Enter your email address below and subscribe to our newsletter

Rekordowy wzrost eksportu rosyjskiej ropy dzięki operacji przeładunkowej STS

W kwietniu eksport rosyjskiej ropy z Arktyki do Chin ma osiągnąć najwyższy poziom od miesięcy. Wszystko za sprawą intensyfikacji operacji przeładunkowych STS (ship-to-ship), prowadzonych na wodach międzynarodowych w pobliżu Singapuru i Malezji. Praktyka ta pozwala omijać amerykańskie sankcje nałożone na tankowce przewożące ropę z północnych złóż Rosji – w tym z pola Prirazłomnaja na Morzu Peczorskim.

Rosja szuka nowej drogi do Chin

Jak podaje agencja Reuters, powołując się na dane Vortexa i relacje handlowców, na początku roku amerykański Departament Skarbu objął sankcjami niemal wszystkie tankowce transportujące rosyjską ropę z obszarów arktycznych, a także jej głównych producentów, jak Gazprom Neft. Dotyczy to m.in. ładunków ARCO, Novy Port i Varandey – lekkich gatunków ropy wydobywanych w ekstremalnych warunkach klimatycznych Arktyki. Te surowce, wcześniej eksportowane przez Północną Drogę Morską (NSR), obecnie docierają do Azji Południowo-Wschodniej szlakiem morskim przez Kanał Sueski.

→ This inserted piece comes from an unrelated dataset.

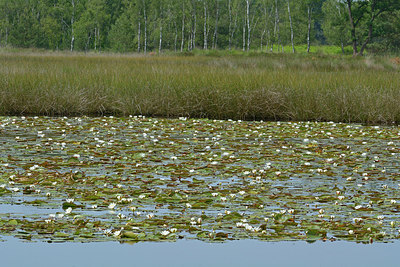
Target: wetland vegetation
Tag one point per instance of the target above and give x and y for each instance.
(144, 179)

Pomimo zamknięcia Szlaku Północnej Drogi Morskiej do lipca, rosyjscy eksporterzy intensyfikują działania na rzecz utrzymania ciągłości dostaw do Azji. W ostatnich tygodniach do stref gdzie prowadzi się przeładunek STS trafiło co najmniej 4 miliony baryłek rosyjskiej ropy, natomiast kolejne 16 milionów ma wkrótce wejść na wody Morza Południowochińskiego – podaje Emma Li, starsza analityczka firmy Vortexa.

Zmiana tankowca, by ominąć sankcje

Kluczem do sukcesu są transfery ładunków z tankowców objętych sankcjami na VLCC (very large crude carriers), które nie są nimi objęte. Operacje przeładunkowe STS prowadzone na wodach międzynarodowych Azji Południowo-Wschodniej umożliwiając tym samym dostarczenie ropy do chińskich rafinerii z pominięciem jednostek objętych sankcjami, co minimalizuje ryzyko zastosowania sankcji wtórnych. Nabywcy z Państwa Środka są coraz bardziej ostrożni – wolą zapłacić więcej za bezpieczniejszy ładunek niż narażać się na międzynarodowe konsekwencje.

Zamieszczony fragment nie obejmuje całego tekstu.